The numbers make sense. White and Asian households are over-represented in society’s highest echelons relative to their population. I’ve also calculated the relative ‘wealthiness’ of the average individual in society at large and within a subpopulation. What's neat is that even if a society has 0% G, if the subpopulations have different per capita wealth, a class division still emerges; the same is if the subpopulations have the same per capita wealth but society has G > 0%. With all this data, barring other open questions of abstraction and game integration, I’d feel pretty equipped to model how populations develop over time both internally and as they are impacted by migration in or out. This approach is much more abstract since we are only looking at the high-level inequality within society, meaning it doesn’t account for division of labor per se. Part of me considers giving each echelon a quality-of-life score which indices their supply of labor and demand of goods (probably given a particular societal mode, e.g. feudalism or capitalism) but I don’t know how much variety that provides. I also wonder how ecological concerns would factor into the thing: will ratios of exploitation define the limits of wealth in/equality? But this feels interesting!

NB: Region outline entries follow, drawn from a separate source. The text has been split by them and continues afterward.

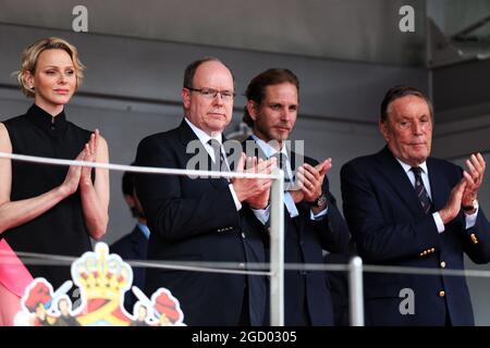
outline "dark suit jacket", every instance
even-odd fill
[[[250,137],[247,140],[254,141]],[[243,144],[245,148],[245,142]],[[250,149],[247,149],[248,151]],[[257,148],[247,156],[265,158]],[[295,170],[296,153],[291,153],[291,165]],[[305,162],[316,165],[314,159]],[[301,164],[301,163],[298,163]],[[299,215],[292,219],[284,206],[284,262],[323,263],[322,249],[332,252],[345,252],[350,240],[347,225],[339,212],[335,198],[329,191],[329,182],[323,181],[323,192],[328,197],[328,214],[320,221],[310,219],[310,206],[307,202],[296,204]],[[247,207],[248,210],[249,207]],[[266,226],[260,226],[265,229]],[[265,240],[266,245],[268,239]],[[333,309],[330,289],[324,272],[285,271],[284,273],[284,323],[285,325],[333,325]],[[305,322],[306,316],[306,322]]]
[[[110,252],[119,254],[124,261],[126,260],[146,260],[148,249],[148,239],[139,229],[138,225],[133,228],[133,232],[125,235],[121,239],[114,241],[110,246]],[[133,285],[139,289],[145,289],[146,269],[132,266],[133,269]],[[136,303],[136,296],[130,289],[124,296],[124,307],[130,313],[133,313],[133,306]]]
[[[191,140],[198,138],[183,121],[177,128],[143,139],[136,164],[185,169],[195,156],[186,153]],[[203,146],[200,151],[206,151]],[[151,229],[149,260],[242,265],[265,261],[264,245],[254,225],[257,222],[246,212],[236,211],[226,179],[144,174],[137,176],[136,189]],[[237,325],[244,302],[248,302],[252,325],[265,320],[262,276],[149,269],[148,295],[159,287],[169,288],[179,299],[187,325]]]
[[[433,211],[439,211],[462,170],[432,158],[427,166]],[[422,212],[414,187],[388,147],[345,164],[341,181],[344,214],[366,263],[440,269],[444,262],[446,269],[463,270],[464,252],[476,263],[489,261],[490,226],[481,208],[474,227],[465,228],[461,212],[439,234],[432,214]],[[365,273],[364,284],[368,325],[444,325],[446,314],[453,325],[474,324],[464,277]],[[407,298],[400,297],[404,288],[414,291],[414,314],[401,314],[400,304]]]

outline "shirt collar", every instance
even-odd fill
[[[185,122],[187,122],[188,126],[191,127],[191,129],[193,129],[193,132],[196,134],[196,136],[199,138],[200,142],[203,142],[203,145],[208,145],[209,139],[211,139],[211,137],[204,132],[203,129],[196,127],[191,121],[187,120],[187,117],[184,117]],[[221,145],[223,142],[223,136],[222,134],[218,134],[216,137],[212,137],[213,139],[218,140]]]
[[[264,154],[266,154],[267,158],[270,158],[271,156],[278,152],[273,147],[271,147],[269,144],[257,137],[255,134],[253,134],[252,137],[254,138],[255,142],[257,142],[260,150],[262,150]],[[287,149],[285,142],[282,145],[281,153],[287,158]]]
[[[64,130],[68,125],[64,110],[53,116],[38,105],[33,104],[29,110],[27,110],[26,115],[35,125],[53,134]]]

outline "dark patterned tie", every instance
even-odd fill
[[[287,190],[289,187],[293,185],[293,179],[290,177],[290,173],[287,171],[287,156],[282,152],[275,152],[271,157],[275,158],[278,167],[284,172],[284,189]]]
[[[212,148],[212,152],[215,153],[215,161],[210,165],[210,170],[218,172],[230,172],[230,167],[228,166],[228,162],[224,159],[223,151],[221,151],[221,144],[217,139],[209,139],[208,144]]]
[[[414,166],[412,167],[412,172],[414,172],[415,175],[415,194],[422,206],[424,212],[428,214],[431,210],[432,202],[430,201],[429,195],[424,186],[424,181],[420,174],[421,169],[419,166]]]

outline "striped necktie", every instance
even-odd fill
[[[432,208],[432,202],[430,201],[429,194],[427,194],[426,187],[424,186],[424,181],[420,174],[421,169],[419,166],[413,166],[412,172],[414,172],[415,175],[415,194],[422,206],[424,212],[428,214]]]

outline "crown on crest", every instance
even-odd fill
[[[97,244],[72,264],[72,277],[87,299],[120,300],[133,283],[133,271],[106,244]]]

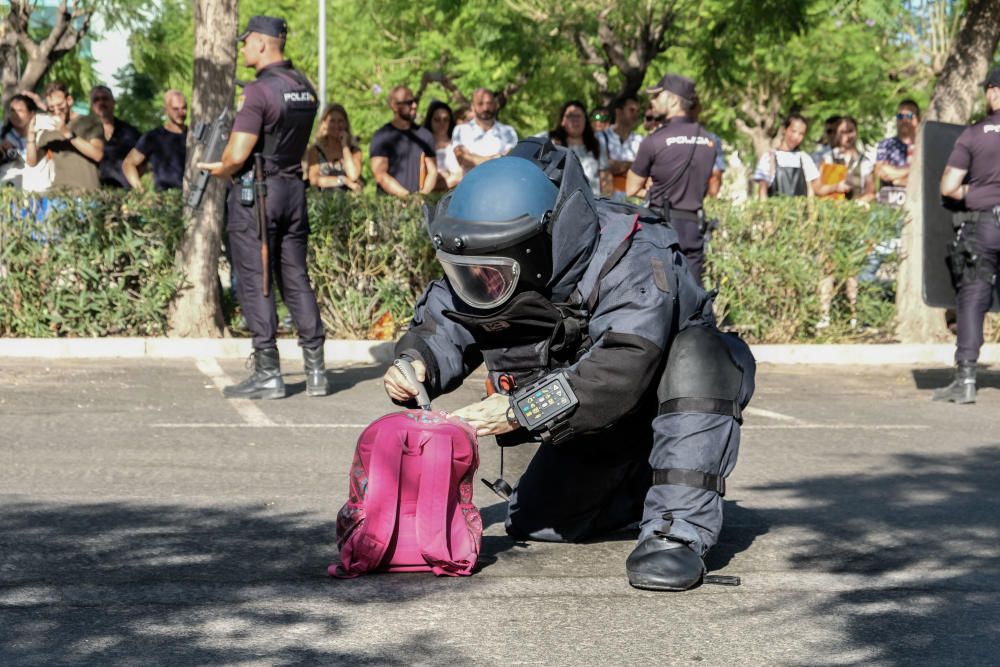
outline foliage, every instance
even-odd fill
[[[737,4],[746,11],[725,11]],[[897,39],[896,22],[884,23],[884,7],[866,14],[843,0],[813,0],[799,3],[798,12],[775,13],[755,4],[706,3],[685,31],[697,37],[662,58],[700,81],[704,117],[724,139],[749,148],[753,138],[760,150],[777,121],[797,110],[813,120],[813,140],[822,135],[822,120],[839,114],[858,118],[860,138],[870,143],[884,136],[901,97],[926,102],[903,71],[912,44]]]
[[[323,324],[341,338],[395,338],[440,273],[420,200],[310,193],[309,272]]]
[[[180,196],[0,191],[0,335],[162,335]]]
[[[898,257],[881,257],[879,279],[861,283],[858,320],[852,331],[846,298],[834,301],[833,326],[815,331],[820,317],[817,287],[832,275],[843,293],[878,251],[899,235],[899,209],[806,198],[776,198],[735,207],[712,202],[720,227],[707,253],[706,284],[718,285],[720,320],[759,343],[818,339],[890,337],[895,266]]]
[[[133,3],[103,0],[98,11],[110,17],[108,8],[119,5]],[[938,5],[942,18],[935,19]],[[809,139],[819,138],[818,121],[847,113],[858,118],[861,139],[871,143],[891,128],[887,121],[901,97],[921,104],[929,99],[941,49],[928,47],[927,35],[947,35],[963,6],[962,0],[680,2],[666,37],[671,48],[654,60],[646,83],[666,71],[696,78],[703,120],[727,144],[743,149],[752,145],[751,131],[765,125],[765,138],[756,140],[766,141],[776,121],[793,109],[814,121]],[[558,9],[537,0],[331,0],[327,7],[327,101],[346,106],[363,144],[390,117],[389,89],[406,83],[419,90],[429,73],[447,76],[466,97],[478,86],[516,89],[501,119],[522,136],[550,127],[566,99],[596,105],[595,76],[610,77],[610,90],[622,80],[614,67],[602,72],[585,64],[573,42],[579,31],[590,35],[591,48],[601,49],[596,15],[603,4],[597,0],[572,0]],[[658,5],[622,0],[610,8],[609,24],[624,31],[650,11],[658,12]],[[244,0],[240,25],[258,13],[287,18],[288,55],[316,80],[316,3]],[[159,117],[167,88],[190,92],[193,17],[184,0],[164,0],[126,16],[136,29],[130,38],[133,67],[120,73],[125,93],[119,107],[123,117],[131,115],[145,127]],[[238,77],[249,80],[253,72],[241,68]],[[420,113],[430,99],[451,101],[453,95],[430,82],[423,97]]]
[[[132,62],[118,70],[116,113],[140,130],[163,122],[163,93],[176,89],[191,100],[194,17],[191,3],[162,0],[129,38]]]

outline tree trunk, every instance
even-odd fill
[[[980,93],[979,82],[986,78],[993,53],[1000,39],[1000,0],[970,0],[962,26],[952,41],[941,78],[924,120],[965,123],[973,112]],[[906,188],[909,222],[903,227],[902,259],[896,285],[896,337],[903,343],[929,343],[951,339],[940,308],[929,308],[923,301],[925,196],[938,192],[923,191],[923,131],[918,135]]]
[[[195,0],[194,88],[191,117],[210,121],[233,103],[236,78],[238,0]],[[201,144],[188,133],[184,196],[187,199],[194,164],[201,157]],[[225,332],[218,288],[219,250],[225,192],[212,179],[201,207],[185,208],[184,239],[177,251],[177,265],[184,286],[170,307],[171,336],[218,337]]]
[[[10,98],[17,93],[21,78],[21,63],[17,57],[17,35],[7,22],[0,23],[0,90],[2,108],[7,108]]]

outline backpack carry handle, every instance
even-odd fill
[[[409,359],[399,358],[392,362],[392,365],[399,369],[399,372],[403,374],[406,381],[417,388],[417,405],[421,410],[431,409],[431,399],[427,395],[427,388],[424,384],[417,380],[417,373],[413,370],[413,364],[410,363]]]

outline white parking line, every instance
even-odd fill
[[[241,399],[244,400],[244,399]],[[153,428],[367,428],[368,424],[225,424],[220,422],[191,424],[153,424]]]
[[[782,422],[802,423],[801,419],[792,417],[791,415],[783,415],[780,412],[764,410],[763,408],[746,407],[743,408],[743,414],[750,415],[751,417],[766,417],[768,419],[775,419]]]
[[[217,362],[212,357],[202,357],[195,361],[195,366],[198,367],[202,373],[208,376],[219,391],[222,391],[223,387],[233,384],[233,381],[226,375],[226,372],[222,370]],[[233,406],[233,409],[239,413],[243,421],[246,422],[246,426],[275,426],[275,423],[270,420],[270,418],[265,415],[260,408],[254,405],[250,399],[247,398],[233,398],[229,399],[229,404]]]

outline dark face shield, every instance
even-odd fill
[[[520,264],[507,257],[452,255],[438,250],[437,258],[455,295],[481,310],[506,303],[521,276]]]

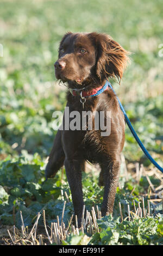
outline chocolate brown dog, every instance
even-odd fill
[[[59,130],[46,166],[47,178],[54,176],[65,165],[79,225],[84,204],[82,178],[86,161],[98,163],[101,167],[100,184],[104,185],[102,215],[113,211],[120,154],[124,142],[125,121],[111,89],[108,88],[97,96],[93,94],[104,86],[109,77],[117,77],[121,81],[129,59],[127,55],[128,52],[119,44],[102,33],[68,32],[60,44],[59,58],[54,64],[55,76],[68,85],[67,107],[70,113],[76,111],[81,116],[83,111],[111,113],[109,136],[103,136],[101,129],[95,129],[93,119],[91,130]],[[106,124],[106,115],[105,119]],[[63,124],[65,127],[64,117]]]

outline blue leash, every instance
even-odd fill
[[[106,81],[105,85],[107,85],[108,86],[109,86],[109,87],[110,87],[110,88],[112,89],[112,90],[113,90],[113,92],[114,92],[115,94],[116,95],[116,94],[115,92],[115,90],[114,90],[113,88],[112,88],[112,86],[111,86],[111,84],[108,82],[108,81]],[[116,95],[117,96],[117,95]],[[139,137],[137,136],[137,134],[136,134],[136,132],[135,132],[135,130],[134,129],[130,120],[129,120],[129,119],[128,118],[128,116],[127,115],[127,114],[126,113],[126,111],[123,107],[123,106],[121,104],[121,101],[120,101],[118,96],[117,96],[117,100],[118,101],[118,102],[119,102],[119,104],[120,104],[120,108],[122,111],[122,112],[124,114],[124,118],[125,118],[125,120],[126,121],[126,123],[127,123],[128,124],[128,127],[129,127],[131,133],[133,133],[135,139],[136,139],[136,141],[137,141],[137,143],[139,144],[139,145],[140,145],[140,148],[141,148],[141,149],[142,150],[142,151],[143,151],[143,153],[145,153],[145,154],[146,155],[146,156],[149,159],[149,160],[151,161],[151,162],[159,169],[160,170],[162,173],[163,173],[163,168],[162,167],[161,167],[160,166],[159,166],[159,164],[158,164],[158,163],[153,159],[153,157],[152,157],[152,156],[151,156],[151,155],[148,153],[148,151],[147,150],[147,149],[146,149],[146,148],[144,147],[143,144],[142,144],[142,143],[141,142],[141,141],[140,141],[140,139],[139,139]]]

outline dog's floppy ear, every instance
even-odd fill
[[[65,41],[65,40],[66,39],[66,38],[68,36],[68,35],[70,35],[72,34],[72,32],[70,32],[70,31],[68,31],[68,32],[67,32],[65,35],[64,35],[64,36],[62,37],[62,38],[61,39],[61,41],[60,42],[60,44],[59,44],[59,50],[58,50],[58,58],[60,58],[60,49],[61,47],[61,45],[62,44],[63,44],[64,41]]]
[[[127,56],[129,52],[105,34],[93,33],[92,35],[97,49],[97,75],[101,80],[116,77],[120,82],[129,60]]]

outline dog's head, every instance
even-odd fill
[[[82,86],[102,82],[109,77],[120,81],[129,60],[128,53],[105,34],[68,32],[60,44],[55,76]]]

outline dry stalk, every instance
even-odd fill
[[[48,233],[48,231],[47,229],[47,227],[46,227],[46,219],[45,219],[45,210],[43,210],[42,213],[43,213],[43,224],[44,224],[46,234],[47,234],[47,236],[48,236],[48,240],[49,240],[49,241],[50,243],[52,244],[52,240],[51,240],[51,237],[49,237],[49,233]]]

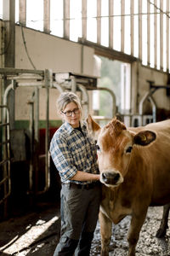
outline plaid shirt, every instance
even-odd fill
[[[69,123],[64,123],[54,133],[50,143],[50,154],[59,171],[61,182],[70,183],[77,171],[99,173],[96,147],[88,137],[87,125],[82,133]],[[71,180],[71,183],[88,183]]]

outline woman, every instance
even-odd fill
[[[64,92],[57,102],[64,124],[54,133],[50,154],[61,178],[61,236],[54,256],[90,253],[98,220],[100,183],[95,144],[82,121],[77,96]]]

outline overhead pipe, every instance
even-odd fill
[[[156,122],[156,103],[150,94],[151,94],[150,91],[147,91],[139,102],[139,126],[143,125],[143,114],[144,114],[143,106],[144,106],[144,102],[145,102],[146,99],[149,99],[152,105],[153,121]]]
[[[94,88],[94,87],[91,87],[91,86],[87,86],[86,87],[87,89],[88,90],[106,90],[108,91],[110,96],[111,96],[111,98],[112,98],[112,118],[114,118],[116,116],[116,96],[113,92],[112,90],[109,89],[109,88],[105,88],[105,87],[97,87],[97,88]]]
[[[86,87],[83,86],[82,84],[77,84],[76,85],[82,93],[82,107],[83,106],[85,107],[84,115],[85,115],[85,117],[87,117],[88,113],[88,102],[89,102],[88,90],[87,90]]]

I’m delighted by the synthesizing of ideas in these resourciv posts and hope I will get to play this game one day. (And mod the heck out of it to explore my own pet sociohistorical musings.) Just waiting with bated breath for Pauline literature and Lacanian formulas to drop in for a guest verse on this one too.
ReplyDeleteActually, now that I think of it, my memory of my experience of playing the SidMeier Civ games (mostly II and IV) is primarily characterized by the “one more turn” compulsion, which sounds a lot like your analysis of D&D’s infinite-advancement treadmill as phallic desire. Which raises the question, what has been your experience of playing Civ and related games? What ludic drives does it engage for you? And in as much as this ResourCiv project is a “game design” project, what’s your perspective on catering to the imagined user’s experience (“playability”)?
I totally missed the boat on a Turchin, and now have several more books for my summer reading list: basically what I imagine will be the Appendix N of your ResourCiv.